生涯に影響が残る傷を負って、法律により処理──つまり、処刑される那智を生かすために、保護権を兄から貰おうとするミタマ達の逃走の果ては……。

予想もしなかった、クライマックスでした。
ホント、終盤での流れはえー!?という驚き。2巻が始まってのディストピアを感じさせながら、ラノベらしいノリで笑わせたり、おぃおぃという流れからとんだ急転直下。
やられましたね、正直。ここまで、ぶっ飛んでかつ鋭い刃を突きつけてくるとは。作者、鬼ですよ、本当。

那智が帝国の皇帝だったとは……。そして、究極の二者択一。
そう、主人公のミタマが那智を生かすか、涙珠を生かすかの生殺与奪の状況が与えられて。

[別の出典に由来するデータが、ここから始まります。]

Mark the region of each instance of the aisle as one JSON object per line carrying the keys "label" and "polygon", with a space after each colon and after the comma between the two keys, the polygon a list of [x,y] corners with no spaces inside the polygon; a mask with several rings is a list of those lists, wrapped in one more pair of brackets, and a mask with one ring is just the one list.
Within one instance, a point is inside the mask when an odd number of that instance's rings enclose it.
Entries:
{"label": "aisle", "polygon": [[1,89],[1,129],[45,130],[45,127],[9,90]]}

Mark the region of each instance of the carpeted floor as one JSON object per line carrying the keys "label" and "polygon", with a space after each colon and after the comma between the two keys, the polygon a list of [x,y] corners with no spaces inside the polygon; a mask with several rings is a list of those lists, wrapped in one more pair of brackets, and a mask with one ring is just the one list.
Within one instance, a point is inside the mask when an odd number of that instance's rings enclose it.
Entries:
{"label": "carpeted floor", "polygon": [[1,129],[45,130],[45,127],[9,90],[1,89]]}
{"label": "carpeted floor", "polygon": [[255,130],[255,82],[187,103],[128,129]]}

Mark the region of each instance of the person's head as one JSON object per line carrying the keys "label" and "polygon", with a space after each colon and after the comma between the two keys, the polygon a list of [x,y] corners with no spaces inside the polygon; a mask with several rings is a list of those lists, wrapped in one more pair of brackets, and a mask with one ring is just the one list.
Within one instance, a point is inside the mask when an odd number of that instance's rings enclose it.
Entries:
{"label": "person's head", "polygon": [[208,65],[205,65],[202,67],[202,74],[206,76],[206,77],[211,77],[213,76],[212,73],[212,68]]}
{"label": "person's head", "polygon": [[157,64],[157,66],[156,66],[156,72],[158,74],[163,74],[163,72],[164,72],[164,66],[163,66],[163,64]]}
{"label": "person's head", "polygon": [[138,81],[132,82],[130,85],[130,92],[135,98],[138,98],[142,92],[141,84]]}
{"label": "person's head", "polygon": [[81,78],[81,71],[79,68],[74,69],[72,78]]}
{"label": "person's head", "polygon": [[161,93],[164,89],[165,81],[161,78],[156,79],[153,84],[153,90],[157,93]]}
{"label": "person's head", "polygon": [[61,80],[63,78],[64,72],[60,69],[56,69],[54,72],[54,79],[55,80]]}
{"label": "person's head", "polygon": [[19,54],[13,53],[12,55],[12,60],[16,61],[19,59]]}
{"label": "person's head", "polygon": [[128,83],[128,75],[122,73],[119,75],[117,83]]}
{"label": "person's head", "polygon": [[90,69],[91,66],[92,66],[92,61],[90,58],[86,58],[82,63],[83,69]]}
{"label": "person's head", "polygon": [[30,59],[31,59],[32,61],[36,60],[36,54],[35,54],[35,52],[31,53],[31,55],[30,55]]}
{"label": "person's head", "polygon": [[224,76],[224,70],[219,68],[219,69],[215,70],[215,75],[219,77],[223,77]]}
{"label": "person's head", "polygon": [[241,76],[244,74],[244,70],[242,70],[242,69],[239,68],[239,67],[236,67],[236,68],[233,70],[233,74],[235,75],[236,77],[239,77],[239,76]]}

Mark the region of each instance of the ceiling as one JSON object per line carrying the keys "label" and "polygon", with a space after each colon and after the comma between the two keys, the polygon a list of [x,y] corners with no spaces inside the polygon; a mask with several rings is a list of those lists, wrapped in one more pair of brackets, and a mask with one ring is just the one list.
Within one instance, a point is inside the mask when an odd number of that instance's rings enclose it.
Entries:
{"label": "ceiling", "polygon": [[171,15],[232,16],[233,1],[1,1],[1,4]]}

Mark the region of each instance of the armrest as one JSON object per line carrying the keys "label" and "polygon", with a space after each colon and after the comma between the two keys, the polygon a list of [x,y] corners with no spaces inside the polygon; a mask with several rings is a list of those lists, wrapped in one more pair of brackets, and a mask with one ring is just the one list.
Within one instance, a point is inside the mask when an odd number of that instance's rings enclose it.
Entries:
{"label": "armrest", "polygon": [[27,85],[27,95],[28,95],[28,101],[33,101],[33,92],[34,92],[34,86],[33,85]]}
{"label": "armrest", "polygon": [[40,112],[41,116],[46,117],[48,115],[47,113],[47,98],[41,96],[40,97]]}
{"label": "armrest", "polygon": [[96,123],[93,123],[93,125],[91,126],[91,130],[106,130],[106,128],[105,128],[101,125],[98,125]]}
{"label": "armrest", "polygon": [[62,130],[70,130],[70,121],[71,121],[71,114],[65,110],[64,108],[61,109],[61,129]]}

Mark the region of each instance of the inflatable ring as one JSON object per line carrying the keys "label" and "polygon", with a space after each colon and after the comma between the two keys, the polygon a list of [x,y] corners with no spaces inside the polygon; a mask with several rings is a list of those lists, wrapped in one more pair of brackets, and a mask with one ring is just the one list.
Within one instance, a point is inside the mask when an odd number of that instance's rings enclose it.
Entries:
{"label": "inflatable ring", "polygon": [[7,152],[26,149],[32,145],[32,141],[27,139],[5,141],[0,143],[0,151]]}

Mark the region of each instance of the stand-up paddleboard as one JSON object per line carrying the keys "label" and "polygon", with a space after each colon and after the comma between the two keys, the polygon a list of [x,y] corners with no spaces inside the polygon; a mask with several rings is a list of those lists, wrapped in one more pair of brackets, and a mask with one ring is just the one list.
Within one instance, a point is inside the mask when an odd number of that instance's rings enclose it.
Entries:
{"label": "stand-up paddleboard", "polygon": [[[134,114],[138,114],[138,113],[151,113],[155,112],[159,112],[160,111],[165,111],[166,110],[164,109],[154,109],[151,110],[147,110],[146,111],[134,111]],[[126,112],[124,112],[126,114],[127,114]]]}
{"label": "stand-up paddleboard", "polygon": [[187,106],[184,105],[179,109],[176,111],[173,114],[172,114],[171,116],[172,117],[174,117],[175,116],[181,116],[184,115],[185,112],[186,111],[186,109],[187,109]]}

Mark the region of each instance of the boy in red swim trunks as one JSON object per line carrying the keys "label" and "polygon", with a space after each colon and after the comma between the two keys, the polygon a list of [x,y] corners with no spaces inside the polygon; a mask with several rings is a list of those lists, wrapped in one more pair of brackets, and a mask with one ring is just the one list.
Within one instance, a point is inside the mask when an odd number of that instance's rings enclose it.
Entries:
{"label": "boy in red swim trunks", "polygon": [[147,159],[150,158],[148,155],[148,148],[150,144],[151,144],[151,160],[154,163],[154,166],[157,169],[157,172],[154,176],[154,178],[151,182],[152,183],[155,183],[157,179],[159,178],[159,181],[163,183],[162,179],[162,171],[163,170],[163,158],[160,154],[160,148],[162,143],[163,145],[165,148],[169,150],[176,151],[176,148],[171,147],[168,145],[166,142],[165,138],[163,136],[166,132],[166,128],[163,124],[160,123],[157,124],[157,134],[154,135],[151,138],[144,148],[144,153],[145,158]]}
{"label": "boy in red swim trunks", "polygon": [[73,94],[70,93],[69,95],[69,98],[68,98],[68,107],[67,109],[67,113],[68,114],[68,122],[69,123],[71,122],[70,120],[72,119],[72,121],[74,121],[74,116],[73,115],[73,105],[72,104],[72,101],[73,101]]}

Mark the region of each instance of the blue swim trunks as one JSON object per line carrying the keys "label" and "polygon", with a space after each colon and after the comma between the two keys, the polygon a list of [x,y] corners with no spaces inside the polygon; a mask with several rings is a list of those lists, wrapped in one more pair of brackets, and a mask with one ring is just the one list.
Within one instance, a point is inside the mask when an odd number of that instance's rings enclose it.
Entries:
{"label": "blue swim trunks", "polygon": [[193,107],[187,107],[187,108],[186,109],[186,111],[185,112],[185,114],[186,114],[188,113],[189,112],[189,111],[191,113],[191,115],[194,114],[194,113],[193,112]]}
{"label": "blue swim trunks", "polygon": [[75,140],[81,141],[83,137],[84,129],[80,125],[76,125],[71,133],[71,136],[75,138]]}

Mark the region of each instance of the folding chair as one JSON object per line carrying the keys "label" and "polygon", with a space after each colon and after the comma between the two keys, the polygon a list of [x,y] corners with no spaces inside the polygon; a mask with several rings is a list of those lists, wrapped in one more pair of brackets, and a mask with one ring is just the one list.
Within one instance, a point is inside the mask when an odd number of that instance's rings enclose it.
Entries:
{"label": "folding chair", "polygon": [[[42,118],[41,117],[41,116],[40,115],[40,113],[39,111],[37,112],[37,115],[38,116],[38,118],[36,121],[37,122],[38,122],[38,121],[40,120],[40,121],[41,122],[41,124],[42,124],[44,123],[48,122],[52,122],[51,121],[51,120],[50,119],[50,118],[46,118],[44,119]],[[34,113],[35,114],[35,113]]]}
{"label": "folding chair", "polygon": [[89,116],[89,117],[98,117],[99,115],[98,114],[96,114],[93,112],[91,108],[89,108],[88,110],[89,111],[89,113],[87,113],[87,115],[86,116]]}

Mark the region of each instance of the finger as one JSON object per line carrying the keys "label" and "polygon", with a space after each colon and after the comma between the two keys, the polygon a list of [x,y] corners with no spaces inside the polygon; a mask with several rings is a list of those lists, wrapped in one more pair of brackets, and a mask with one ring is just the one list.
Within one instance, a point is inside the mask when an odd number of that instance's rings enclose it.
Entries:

答えは、出ていた。しかし、その場面に持って行くのかっ、というのが読んでいた時の気持ち。
そして、読み手の通りに進むのですが。
なるほど、良く分かります。分かりますが故に、厳しい話だったなぁと。
そして、この話が失われた家族の絆を取り戻すものだったというブレがなかった。
そういう意味ですっきりとした結末だったと思います。
涙珠の想いを受けると、倫理がどのとかはとりあえず、置いちゃいますし。

ディストピアディストピアたる状況も取り除かれ、家族の絆を取り戻した上で、ミタマと涙珠がどうなるのか。
それは読み手の中で、というのはずるいけれど良い終わり方だったのかな、と思います。

キャラがどれも魅力的ですし、ストーリーも面白いと思うのですが、扱う題材ゆえに間口が狭いのが残念かな。
自分は大好きなんですが、奨めにくい!

興味を持ったら読んでみてみて! という程度にしか言えないのが歯がゆいですねぇ。
これだけぶっ飛んだ世界観や面白いキャラでも、ラストが賛否別れる感じですし、ダメだ! という人の気持ちも分かるので。

那智、本当にお疲れ様。彼女が孤独で終わらなかったこと。それが救いだったのかな、と思う話でした。